In der Produktion wird die Durchsatzrate in Einheiten pro Stunde gemessen. Bei der Desinfektion von Schuhen kann man es sich nicht leisten, in Batch-Prozessen zu arbeiten – UVC muss direkt im Flussstrom wirken. Die Frage bleibt immer dieselbe: Wie erreicht man eine konstante Abtötung der Mikroorganismen, ohne dabei an Leistung einzubüßen?
Es kommt darauf an, die richtige Dosis zu wählen – also die Menge an Mikrojoule pro Quadratzentimeter an der Oberfläche – und nicht einfach nur die Lampe einzuschalten.
Was wirklich wichtig ist: Die Wirksamkeit von UVC hängt von der Wellenlänge von 254 nm sowie vom Intensitätsprofil ab, das erzeugt wird. Wir verwenden Niederdruck-Mercurydampflampen mit hochreinen Quarzkörpern sowie Dichroikreflektoren, um den Strahl zu lenken und mehr Energie auf das Zielobjekt zu richten. Die maximale Intensität bleibt stabil, da der Balast auf die Impedanzkurve der Lampe abgestimmt ist – dadurch bleibt die Ausgangsleistung innerhalb von ±2% über die gesamte Betriebszeit konstant.

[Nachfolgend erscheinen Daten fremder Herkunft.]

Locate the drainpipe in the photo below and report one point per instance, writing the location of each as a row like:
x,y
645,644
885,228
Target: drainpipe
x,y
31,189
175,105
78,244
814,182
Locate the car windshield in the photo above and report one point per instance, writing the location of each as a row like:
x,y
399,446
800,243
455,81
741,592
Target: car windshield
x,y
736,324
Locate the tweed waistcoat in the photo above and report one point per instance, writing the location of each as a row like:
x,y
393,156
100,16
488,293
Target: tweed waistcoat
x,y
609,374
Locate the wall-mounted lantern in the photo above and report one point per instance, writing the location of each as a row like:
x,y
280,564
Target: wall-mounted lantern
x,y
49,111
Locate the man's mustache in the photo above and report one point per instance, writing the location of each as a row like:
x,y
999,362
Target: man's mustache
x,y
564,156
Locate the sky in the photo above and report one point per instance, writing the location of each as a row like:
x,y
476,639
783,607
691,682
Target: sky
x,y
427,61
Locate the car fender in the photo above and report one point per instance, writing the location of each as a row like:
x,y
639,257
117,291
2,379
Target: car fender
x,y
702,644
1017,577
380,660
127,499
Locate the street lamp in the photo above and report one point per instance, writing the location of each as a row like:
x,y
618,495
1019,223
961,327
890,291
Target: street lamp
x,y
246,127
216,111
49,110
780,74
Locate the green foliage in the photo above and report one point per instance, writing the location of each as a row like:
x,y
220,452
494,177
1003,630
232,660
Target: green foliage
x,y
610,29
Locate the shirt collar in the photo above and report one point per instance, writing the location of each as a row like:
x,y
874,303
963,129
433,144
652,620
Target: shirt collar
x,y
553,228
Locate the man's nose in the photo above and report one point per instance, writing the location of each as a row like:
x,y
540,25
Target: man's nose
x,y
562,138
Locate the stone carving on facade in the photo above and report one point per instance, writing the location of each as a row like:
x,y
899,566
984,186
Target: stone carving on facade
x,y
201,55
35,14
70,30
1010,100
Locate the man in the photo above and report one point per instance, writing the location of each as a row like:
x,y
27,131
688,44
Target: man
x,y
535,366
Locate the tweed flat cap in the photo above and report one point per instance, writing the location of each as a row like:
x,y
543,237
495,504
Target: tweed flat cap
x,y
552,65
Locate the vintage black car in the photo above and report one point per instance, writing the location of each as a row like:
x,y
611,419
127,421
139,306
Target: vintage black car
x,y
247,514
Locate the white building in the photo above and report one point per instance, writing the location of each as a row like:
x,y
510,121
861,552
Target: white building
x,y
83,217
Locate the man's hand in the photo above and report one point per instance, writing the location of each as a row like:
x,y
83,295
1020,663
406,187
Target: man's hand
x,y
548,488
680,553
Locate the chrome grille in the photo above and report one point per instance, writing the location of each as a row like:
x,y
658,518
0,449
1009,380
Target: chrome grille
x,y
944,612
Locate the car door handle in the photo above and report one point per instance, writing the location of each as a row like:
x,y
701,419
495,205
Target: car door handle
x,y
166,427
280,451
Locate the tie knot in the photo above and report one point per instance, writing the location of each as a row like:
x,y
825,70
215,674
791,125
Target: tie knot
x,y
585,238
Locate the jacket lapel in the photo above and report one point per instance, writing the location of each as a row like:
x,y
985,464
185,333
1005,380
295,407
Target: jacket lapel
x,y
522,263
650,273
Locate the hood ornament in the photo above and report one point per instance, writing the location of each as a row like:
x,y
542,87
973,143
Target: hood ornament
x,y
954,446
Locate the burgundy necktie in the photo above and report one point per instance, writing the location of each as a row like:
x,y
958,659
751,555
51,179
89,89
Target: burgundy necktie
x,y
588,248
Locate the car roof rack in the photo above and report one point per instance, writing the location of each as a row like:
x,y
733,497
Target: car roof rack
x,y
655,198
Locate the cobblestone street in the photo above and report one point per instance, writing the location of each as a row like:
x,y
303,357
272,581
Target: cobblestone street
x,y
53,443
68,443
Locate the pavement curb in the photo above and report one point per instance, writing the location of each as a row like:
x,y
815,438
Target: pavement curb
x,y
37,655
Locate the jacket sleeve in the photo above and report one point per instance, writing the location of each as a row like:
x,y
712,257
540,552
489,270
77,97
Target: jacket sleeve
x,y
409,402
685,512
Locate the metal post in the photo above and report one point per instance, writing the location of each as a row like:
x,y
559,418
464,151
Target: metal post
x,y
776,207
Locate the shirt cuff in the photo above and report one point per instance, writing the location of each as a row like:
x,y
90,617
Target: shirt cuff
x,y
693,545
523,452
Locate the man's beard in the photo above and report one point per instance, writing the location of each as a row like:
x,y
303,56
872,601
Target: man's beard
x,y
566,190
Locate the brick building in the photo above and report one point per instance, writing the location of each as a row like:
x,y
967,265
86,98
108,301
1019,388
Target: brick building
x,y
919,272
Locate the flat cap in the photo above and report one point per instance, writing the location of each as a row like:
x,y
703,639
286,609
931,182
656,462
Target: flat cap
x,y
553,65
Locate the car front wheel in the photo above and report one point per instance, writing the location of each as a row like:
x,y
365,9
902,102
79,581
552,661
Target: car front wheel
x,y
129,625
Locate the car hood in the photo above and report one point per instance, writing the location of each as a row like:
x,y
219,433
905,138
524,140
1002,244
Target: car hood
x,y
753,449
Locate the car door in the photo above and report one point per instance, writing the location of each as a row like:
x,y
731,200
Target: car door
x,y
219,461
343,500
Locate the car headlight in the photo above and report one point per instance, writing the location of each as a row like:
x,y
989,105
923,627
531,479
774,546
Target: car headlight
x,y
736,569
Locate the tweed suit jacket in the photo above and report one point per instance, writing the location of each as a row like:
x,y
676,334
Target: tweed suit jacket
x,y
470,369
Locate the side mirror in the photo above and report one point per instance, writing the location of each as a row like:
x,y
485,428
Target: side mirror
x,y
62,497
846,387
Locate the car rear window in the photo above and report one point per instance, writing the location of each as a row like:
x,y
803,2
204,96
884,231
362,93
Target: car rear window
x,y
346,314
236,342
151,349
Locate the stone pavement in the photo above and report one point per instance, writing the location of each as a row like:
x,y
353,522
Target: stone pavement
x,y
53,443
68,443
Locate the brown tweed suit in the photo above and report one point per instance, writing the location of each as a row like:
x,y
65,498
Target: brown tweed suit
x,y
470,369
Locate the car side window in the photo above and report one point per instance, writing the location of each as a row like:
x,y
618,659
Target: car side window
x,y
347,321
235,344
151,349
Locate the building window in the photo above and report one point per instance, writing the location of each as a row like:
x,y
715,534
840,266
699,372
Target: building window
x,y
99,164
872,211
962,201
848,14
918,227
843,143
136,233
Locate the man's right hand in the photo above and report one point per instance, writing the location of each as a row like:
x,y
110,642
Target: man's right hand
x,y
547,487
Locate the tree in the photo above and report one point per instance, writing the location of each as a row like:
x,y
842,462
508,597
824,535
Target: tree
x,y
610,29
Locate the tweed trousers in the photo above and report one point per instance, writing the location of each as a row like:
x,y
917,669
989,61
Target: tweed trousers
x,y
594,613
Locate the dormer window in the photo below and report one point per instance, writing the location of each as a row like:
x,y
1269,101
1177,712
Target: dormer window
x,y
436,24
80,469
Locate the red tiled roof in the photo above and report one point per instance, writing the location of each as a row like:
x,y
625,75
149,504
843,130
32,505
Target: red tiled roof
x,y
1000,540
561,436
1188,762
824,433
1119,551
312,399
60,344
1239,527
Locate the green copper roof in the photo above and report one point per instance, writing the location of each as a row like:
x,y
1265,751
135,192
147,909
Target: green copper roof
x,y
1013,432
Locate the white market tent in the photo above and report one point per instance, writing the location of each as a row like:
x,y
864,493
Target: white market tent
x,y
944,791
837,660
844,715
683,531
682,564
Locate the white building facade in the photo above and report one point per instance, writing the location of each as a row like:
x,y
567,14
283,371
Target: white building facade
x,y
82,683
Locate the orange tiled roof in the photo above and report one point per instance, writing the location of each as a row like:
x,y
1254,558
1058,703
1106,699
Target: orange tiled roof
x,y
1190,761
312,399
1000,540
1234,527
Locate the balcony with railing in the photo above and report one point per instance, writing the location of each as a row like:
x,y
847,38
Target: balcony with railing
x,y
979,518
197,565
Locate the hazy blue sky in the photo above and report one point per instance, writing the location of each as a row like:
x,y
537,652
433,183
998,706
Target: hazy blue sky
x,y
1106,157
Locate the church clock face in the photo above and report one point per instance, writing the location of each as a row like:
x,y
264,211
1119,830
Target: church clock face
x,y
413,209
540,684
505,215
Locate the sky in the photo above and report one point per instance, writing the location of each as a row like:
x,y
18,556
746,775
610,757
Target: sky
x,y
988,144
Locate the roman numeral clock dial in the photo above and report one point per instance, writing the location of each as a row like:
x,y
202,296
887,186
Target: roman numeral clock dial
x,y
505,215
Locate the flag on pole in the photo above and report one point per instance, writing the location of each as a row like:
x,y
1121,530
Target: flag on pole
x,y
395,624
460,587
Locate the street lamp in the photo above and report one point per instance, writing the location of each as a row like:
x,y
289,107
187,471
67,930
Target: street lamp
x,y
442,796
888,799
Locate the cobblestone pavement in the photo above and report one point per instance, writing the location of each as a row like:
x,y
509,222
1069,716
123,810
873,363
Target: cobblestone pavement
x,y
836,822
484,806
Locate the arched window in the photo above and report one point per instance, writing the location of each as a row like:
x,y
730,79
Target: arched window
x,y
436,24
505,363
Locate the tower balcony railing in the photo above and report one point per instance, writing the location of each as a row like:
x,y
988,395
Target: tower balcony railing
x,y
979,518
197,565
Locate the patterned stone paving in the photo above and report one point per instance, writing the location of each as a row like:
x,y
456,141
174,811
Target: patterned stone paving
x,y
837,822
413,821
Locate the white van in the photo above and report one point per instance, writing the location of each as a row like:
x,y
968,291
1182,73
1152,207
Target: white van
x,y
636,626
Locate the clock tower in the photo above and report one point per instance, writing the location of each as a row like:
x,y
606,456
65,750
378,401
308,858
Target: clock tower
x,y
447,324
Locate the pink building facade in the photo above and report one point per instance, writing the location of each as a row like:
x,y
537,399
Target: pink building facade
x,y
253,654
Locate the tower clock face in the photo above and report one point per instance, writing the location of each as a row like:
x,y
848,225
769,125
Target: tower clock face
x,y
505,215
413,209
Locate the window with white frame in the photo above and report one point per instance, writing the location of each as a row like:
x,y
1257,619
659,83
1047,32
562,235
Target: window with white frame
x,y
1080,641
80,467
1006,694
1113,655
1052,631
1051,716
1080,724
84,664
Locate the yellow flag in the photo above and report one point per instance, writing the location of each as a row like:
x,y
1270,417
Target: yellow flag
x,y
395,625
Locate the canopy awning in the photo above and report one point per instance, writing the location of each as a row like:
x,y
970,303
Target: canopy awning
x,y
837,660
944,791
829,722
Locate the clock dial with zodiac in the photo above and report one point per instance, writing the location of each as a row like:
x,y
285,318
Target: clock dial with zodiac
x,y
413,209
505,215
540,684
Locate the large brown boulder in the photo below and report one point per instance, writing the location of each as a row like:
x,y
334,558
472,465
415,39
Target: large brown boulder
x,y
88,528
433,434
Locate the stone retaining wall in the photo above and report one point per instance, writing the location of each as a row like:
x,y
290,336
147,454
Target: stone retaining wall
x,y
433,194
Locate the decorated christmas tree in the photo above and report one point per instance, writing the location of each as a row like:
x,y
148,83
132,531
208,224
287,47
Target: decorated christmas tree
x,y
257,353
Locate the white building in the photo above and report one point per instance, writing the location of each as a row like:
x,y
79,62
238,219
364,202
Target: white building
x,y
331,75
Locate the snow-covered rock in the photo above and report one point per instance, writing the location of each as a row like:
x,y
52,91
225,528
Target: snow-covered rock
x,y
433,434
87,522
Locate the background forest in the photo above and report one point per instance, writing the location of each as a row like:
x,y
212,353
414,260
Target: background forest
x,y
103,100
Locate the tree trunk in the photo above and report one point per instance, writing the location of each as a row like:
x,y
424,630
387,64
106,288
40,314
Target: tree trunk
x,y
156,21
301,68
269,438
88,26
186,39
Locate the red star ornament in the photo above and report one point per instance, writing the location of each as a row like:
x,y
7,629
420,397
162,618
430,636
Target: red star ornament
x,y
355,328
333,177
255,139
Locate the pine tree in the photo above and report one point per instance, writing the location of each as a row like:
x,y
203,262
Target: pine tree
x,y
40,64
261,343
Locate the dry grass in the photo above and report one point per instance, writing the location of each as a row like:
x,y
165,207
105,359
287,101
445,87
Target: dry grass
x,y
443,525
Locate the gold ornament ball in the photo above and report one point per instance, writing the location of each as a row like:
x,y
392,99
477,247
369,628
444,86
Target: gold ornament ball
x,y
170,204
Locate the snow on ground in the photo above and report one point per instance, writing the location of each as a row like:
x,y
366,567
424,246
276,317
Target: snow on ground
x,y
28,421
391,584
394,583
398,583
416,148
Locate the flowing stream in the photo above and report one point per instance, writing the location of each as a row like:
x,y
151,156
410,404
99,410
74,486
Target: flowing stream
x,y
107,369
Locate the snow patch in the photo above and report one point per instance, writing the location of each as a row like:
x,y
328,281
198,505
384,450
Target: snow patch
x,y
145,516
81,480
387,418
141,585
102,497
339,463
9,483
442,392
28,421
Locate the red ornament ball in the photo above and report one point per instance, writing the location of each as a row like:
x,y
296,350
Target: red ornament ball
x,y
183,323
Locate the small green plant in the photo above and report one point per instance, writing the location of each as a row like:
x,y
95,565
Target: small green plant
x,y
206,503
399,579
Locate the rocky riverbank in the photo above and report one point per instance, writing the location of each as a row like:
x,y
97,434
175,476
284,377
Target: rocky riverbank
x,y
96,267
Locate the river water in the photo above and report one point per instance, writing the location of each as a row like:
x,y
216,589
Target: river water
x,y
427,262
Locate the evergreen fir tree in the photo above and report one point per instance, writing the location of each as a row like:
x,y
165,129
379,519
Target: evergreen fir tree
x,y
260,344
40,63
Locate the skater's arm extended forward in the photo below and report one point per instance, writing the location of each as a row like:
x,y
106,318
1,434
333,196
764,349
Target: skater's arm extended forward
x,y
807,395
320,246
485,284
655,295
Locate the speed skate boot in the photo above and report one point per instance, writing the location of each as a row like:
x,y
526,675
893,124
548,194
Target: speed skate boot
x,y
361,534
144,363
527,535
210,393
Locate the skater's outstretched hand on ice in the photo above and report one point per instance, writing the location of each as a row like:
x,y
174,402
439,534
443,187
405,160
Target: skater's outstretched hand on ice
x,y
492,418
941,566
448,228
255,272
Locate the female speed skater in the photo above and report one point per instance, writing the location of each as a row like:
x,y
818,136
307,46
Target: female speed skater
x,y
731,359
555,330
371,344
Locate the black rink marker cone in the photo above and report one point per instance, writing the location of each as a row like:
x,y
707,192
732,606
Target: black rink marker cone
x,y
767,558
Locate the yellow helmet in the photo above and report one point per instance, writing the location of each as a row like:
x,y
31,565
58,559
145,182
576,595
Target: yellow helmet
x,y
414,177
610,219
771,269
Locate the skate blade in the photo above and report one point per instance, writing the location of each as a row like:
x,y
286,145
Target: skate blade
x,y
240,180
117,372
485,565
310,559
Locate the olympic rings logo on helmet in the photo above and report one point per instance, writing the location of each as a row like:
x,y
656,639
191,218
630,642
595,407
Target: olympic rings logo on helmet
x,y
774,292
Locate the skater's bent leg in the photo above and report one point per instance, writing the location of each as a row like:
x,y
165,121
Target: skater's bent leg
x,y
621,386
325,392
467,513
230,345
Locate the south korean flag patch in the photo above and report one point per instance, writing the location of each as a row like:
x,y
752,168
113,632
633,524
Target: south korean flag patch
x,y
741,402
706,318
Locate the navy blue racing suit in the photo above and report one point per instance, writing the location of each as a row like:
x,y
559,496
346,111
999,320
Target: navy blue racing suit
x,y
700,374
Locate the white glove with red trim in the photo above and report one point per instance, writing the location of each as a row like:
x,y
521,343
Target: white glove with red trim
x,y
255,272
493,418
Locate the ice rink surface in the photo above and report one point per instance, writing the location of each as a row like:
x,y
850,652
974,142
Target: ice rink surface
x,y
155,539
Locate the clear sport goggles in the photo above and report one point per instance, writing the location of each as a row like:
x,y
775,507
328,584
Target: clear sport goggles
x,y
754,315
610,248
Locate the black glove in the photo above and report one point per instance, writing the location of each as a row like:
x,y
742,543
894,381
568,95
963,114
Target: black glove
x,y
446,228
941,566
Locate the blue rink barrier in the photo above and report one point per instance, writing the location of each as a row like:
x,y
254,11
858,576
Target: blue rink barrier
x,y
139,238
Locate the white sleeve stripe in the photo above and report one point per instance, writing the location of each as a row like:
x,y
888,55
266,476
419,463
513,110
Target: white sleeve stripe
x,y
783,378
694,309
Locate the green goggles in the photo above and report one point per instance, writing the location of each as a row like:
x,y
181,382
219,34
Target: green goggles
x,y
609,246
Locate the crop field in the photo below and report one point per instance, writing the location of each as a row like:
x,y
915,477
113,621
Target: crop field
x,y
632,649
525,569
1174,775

Das ist wichtig, denn die Inaktivierung der Mikroorganismen folgt einem logarithmischen Dosis-Wirkungs-Verhältnis. Eine 10%-ige Verringerung der Intensität erfordert eine entsprechende Verlängerung der Expositionszeit – und das verringert die Produktionsgeschwindigkeit. Die Lebensdauer der Lampen liegt bei 8.000–9.000 Stunden; zudem sorgt eine kontrollierte Abnutzung dafür, dass keine chemischen Rückstände entstehen. In bewohnten Räumen wird außerdem auf einen betriebsfähigen Betrieb ohne Ozon geachtet.
Warum das bei Schuhen funktioniert, ist einfach: Die Materialien – Synthetika, Schaumstoffe, Klebstoffe, gegossene Komponenten – bieten keine ebene Oberfläche. Deshalb wird die optische Anordnung so gestaltet, dass das UVC-Licht über alle Konturen verteilt wird und an allen Stellen die erforderliche Dosis erreicht wird. Dadurch wird eine zuverlässige Abtötung der Mikroorganismen bei konstanter Produktionsgeschwindigkeit gewährleistet – ohne chemische Rückstände und mit minimalem thermischem Belastung.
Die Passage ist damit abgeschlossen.